Stop Guessing: Build Feedback Loop for Prompt Engineering
Speaker
Tadas Goberis
Dentist turned engineer with 4 years in software and nearly 3 years in AI. Currently Lead AI Engineer at Trimble, where I build production agentic systems.
Abstract
Most teams iterate on prompts by eyeballing outputs and hoping for the best. This talk presents a different approach: connect your prompt to a measurable downstream outcome, build a test set, and let metrics drive improvements. I'll walk through a complete feedback loop - from prompt to retrieval metrics to automated error analysis to LLM-powered iteration - and show how this turns prompt engineering from guesswork into something you can actually measure and improve systematically.
Description
You change a prompt. You look at a few examples. You think "yeah, that's better" and ship it. Sound familiar?
This presentation shows a different way: treat prompts like code by adding tests. The core idea is simple - find the downstream behavior you actually care about (retrieval quality, classification accuracy, task success), make it measurable, and use that signal to drive prompt improvements.

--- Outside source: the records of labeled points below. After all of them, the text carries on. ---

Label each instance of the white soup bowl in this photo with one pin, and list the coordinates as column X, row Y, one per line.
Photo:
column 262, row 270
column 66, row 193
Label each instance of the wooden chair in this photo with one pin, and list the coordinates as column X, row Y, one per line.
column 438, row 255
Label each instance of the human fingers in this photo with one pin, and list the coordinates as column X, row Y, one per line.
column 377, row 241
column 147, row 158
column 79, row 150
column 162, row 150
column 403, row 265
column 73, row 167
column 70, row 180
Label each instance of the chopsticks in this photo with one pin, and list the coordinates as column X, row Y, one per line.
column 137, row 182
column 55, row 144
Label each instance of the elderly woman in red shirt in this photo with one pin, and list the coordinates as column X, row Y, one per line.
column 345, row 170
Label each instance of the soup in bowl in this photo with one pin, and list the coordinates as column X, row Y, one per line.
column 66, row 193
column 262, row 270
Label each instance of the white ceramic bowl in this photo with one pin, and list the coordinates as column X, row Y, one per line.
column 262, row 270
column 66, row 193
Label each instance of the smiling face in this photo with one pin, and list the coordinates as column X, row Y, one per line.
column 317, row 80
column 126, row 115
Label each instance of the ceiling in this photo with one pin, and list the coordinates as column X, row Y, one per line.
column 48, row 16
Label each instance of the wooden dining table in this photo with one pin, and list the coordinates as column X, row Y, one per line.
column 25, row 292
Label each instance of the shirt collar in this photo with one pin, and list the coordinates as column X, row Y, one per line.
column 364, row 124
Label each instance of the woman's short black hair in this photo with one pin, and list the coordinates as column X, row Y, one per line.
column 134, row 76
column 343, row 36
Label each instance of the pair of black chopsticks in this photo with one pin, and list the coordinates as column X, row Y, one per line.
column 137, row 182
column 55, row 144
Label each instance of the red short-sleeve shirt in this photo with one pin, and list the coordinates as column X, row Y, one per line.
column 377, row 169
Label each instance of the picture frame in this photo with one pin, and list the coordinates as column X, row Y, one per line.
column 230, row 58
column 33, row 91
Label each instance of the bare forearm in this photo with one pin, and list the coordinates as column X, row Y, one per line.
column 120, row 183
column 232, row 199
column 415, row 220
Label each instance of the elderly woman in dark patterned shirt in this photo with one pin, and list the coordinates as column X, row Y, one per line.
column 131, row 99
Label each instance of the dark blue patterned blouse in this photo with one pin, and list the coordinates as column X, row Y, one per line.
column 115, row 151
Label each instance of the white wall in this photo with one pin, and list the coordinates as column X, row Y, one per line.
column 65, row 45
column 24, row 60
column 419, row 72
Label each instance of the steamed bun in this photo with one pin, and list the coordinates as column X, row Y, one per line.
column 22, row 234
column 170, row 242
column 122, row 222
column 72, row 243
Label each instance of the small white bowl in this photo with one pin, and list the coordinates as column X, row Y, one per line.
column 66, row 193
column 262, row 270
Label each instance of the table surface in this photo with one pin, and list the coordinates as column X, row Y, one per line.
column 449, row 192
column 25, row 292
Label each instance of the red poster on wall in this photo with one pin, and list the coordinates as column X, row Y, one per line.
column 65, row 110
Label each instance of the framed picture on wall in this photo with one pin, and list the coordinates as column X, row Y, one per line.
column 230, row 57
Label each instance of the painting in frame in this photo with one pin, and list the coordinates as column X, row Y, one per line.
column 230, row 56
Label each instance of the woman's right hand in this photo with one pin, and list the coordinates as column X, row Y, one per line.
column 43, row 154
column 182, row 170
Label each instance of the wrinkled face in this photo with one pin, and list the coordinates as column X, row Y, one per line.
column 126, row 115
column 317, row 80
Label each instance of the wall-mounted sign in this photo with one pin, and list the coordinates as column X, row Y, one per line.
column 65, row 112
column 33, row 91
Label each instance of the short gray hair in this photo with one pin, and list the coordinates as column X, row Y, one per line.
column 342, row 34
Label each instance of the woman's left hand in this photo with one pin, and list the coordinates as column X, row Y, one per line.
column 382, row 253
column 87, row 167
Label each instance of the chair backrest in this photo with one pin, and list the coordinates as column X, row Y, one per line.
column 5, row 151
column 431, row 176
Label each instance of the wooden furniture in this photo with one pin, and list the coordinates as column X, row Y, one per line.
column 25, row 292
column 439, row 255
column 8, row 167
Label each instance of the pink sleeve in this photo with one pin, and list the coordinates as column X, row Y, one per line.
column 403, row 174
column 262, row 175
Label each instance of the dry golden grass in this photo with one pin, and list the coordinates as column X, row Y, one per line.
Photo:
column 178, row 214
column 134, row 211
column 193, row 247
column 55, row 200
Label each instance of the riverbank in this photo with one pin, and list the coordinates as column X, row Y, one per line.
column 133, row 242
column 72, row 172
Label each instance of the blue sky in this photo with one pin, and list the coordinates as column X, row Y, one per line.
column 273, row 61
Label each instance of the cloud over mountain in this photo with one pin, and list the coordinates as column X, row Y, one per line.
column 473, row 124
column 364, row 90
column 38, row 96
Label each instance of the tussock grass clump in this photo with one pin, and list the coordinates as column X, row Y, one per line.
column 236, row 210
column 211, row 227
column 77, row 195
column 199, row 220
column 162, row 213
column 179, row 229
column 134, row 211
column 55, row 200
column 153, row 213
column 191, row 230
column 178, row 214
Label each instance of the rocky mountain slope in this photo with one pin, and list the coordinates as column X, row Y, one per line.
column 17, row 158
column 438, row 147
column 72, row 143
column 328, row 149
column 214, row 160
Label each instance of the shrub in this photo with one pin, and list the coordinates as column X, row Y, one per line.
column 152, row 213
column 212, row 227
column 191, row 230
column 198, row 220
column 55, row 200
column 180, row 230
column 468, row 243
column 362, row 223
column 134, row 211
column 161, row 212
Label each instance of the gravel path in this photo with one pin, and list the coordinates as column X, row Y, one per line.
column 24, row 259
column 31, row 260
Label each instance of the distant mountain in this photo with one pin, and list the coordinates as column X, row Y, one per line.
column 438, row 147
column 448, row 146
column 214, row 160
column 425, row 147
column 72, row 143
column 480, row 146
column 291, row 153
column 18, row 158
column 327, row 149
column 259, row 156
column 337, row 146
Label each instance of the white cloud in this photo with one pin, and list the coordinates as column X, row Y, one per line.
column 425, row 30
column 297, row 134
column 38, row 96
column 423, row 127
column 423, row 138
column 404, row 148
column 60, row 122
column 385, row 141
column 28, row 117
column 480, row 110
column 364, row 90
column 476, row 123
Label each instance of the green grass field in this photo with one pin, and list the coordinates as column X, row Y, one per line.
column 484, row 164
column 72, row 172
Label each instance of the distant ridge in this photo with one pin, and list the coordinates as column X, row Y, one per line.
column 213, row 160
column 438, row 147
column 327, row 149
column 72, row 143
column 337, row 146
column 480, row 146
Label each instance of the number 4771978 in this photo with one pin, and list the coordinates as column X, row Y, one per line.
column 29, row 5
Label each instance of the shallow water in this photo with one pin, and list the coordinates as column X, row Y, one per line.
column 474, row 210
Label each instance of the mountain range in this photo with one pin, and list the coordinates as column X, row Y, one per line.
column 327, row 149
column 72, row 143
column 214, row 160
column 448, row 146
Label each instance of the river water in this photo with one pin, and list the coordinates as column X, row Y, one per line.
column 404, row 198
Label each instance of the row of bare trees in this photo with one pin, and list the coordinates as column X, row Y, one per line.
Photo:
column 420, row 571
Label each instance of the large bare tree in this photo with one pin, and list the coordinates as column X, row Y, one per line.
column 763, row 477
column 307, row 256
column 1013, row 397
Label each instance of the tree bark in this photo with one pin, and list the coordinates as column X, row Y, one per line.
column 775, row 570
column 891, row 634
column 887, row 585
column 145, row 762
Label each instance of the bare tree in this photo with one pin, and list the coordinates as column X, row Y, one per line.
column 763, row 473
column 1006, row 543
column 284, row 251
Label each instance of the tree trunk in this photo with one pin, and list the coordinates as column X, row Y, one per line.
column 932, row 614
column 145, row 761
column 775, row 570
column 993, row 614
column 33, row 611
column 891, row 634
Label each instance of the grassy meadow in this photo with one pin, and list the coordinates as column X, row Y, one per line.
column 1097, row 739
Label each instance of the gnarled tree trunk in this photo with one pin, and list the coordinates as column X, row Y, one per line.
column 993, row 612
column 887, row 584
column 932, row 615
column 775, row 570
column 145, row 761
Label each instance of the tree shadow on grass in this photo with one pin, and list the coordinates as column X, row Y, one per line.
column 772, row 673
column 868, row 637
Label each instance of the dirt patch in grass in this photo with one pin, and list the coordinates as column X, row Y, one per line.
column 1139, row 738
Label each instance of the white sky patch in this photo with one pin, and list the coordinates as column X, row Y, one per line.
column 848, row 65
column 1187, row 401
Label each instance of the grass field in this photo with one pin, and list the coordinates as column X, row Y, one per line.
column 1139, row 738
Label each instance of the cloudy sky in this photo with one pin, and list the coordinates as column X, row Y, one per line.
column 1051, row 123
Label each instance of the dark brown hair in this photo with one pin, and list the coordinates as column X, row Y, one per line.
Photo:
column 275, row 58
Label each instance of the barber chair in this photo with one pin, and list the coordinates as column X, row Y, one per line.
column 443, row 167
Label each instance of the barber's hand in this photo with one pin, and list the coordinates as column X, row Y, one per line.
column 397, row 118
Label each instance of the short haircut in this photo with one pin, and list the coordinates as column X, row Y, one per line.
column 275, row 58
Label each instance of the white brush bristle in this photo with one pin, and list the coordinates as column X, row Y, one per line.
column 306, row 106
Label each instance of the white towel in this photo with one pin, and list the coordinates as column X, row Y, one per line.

I'll walk through a real system that does this: extracting problem statements from support tickets, measuring how well they retrieve similar tickets, analyzing what breaks, and using an LLM to suggest fixes based on actual failure patterns and structured context.
The pattern works for any prompt that feeds into a measurable system. You'll leave knowing exactly how to apply it: identify your proxy metric, build your test set, and stop guessing whether your prompts are getting better.